Washington has already deployed warships, surveillance planes, and submarines to the Caribbean, and indicated the possibility of a strike inside Venezuela. US forces recently sank Venezuelan boats claiming drug smugglers were aboard, killing 17 people. At the same time, officials have branded Venezuelan President Nicolás Maduro a cartel boss, “fugitive of American justice,” and threatened to categorize his government as a “state sponsor of terror.”


Behind the scenes, senior officials are actively debating whether to escalate further. Secretary of State Marco Rubio, White House policy chief Stephen Miller, and CIA Director John Ratcliff are leading the charge for Maduro’s ouster.
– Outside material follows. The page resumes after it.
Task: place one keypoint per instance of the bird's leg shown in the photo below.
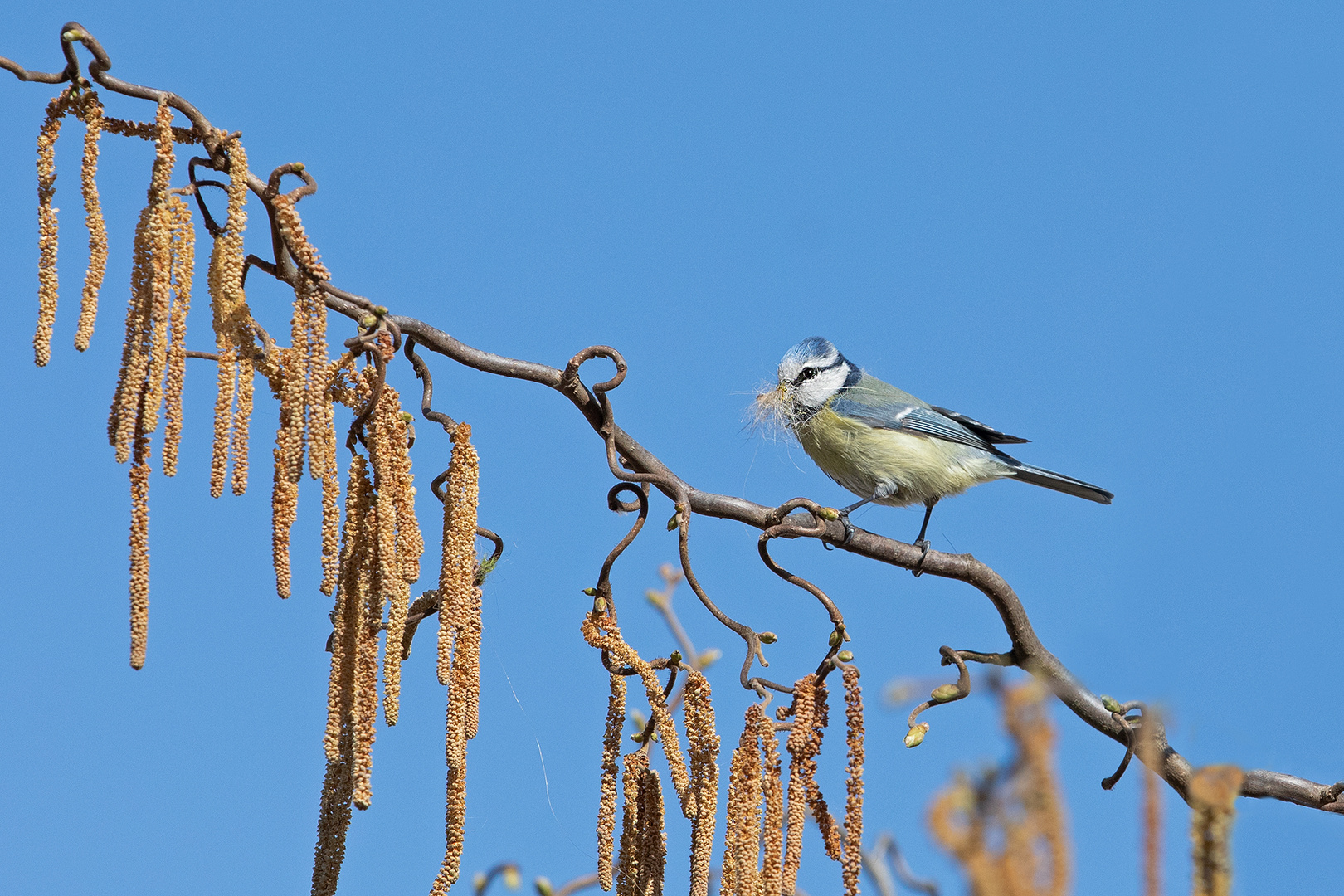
(923, 543)
(880, 494)
(845, 519)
Their strategy appears to hinge on applying enough military pressure to trigger an internal rupture — splitting the regime and forcing the Venezuelan military to abandon its leader.

“I think the administration has been pretty clearly signaling that they would like to strike,” said Eurasia Group Latin America director Risa Grais-Targow. “If they haven’t yet, it’s less about lack of desire than an inability to identify reliable targets — US intelligence inside Venezuela has long been weak.”

The stakes are high. Though opposition leaders, including recent election winner Edmundo González, have signaled readiness to govern, most analysts doubt a smooth handover is likely. The opposition won the country’s 2024 presidential election but was denied power after Maduro refused to step down, and has been lobbying Washington ever since to put economic and military pressure on Maduro’s regime.

But a more probable outcome would be an initial transition from within the regime itself — perhaps a senior military figure replacing Maduro. But as Grais-Targow cautioned, “Even if Maduro is removed, the transition will be long, messy, and potentially violent. Deep mistrust between the opposition and the military makes a clean break unlikely.”

And there’s always the chance of blowback. Limited US strikes could strengthen Maduro’s grip by rallying regime loyalists and even some ordinary Venezuelans against a foreign threat. For many in Latin America, US-imposed regime change recalls a long history of interventions that left behind bloodshed and instability.

Why risk it? Three drivers appear to be shaping Trump’s calculus. First, drugs: disrupting smuggling routes plays well with voters concerned about fentanyl and cocaine flowing into swing states. Second, ideology: Rubio and other hawks see Maduro’s fall as the first domino in toppling Cuba and Nicaragua next. Third, geopolitics: Trump views Latin America as America’s backyard, where a military buildup is also a show of strength against China, which has become the region's biggest economic partner in recent years.

“Trump sees Latin America as within the US sphere of influence, and he's really keen to exert US dominance in the region vis-a-vis China," says Grais-Targow.